Search code examples
amazon-web-servicesamazon-s3aws-glue

Crawl is not running in S3 event mode


When running an AWS Glue crawler that points to S3, the second log entry in CloudWatch is always:

Crawl is not running in S3 event mode

What is S3 event mode?

The name sounds like some way of getting S3 to invoke Glue for partial crawls after every object upload to the prefix. But as far as I can tell, such functionality does not exist. So what is this log entry referring to?

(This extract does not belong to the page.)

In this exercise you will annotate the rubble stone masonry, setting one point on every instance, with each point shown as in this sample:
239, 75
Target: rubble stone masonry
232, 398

The closest thing I found in the Glue documentation was event based triggers for Glue jobs, but Glue Jobs are different to Glue Crawlers.

Steps to reproduce

  1. Create a Glue Crawler. Choose any configuration. Point it to anywhere in any S3 bucket with any dataset (even an empty one)
  2. Run the crawler. It doesn't matter if the crawl fails or succeeds
  3. Open the logs for that crawl
  4. Look at the second log entry
2021-07-01T20:04:39.882+10:00
[6588c8ba-57e2-46e3-94b4-1bc4dfc5957d] BENCHMARK : Running Start Crawl for Crawler my-crawler
2021-07-01T20:04:40.200+10:00
[6588c8ba-57e2-46e3-94b4-1bc4dfc5957d] INFO : Crawl is not running in S3 event mode

Solution

  • AWS Support gave me an answer.

    S3 Event mode is functionality available internally inside AWS. As I suspected it means S3 triggers crawler crawls for every file upload. But this functionality is not public at the moment.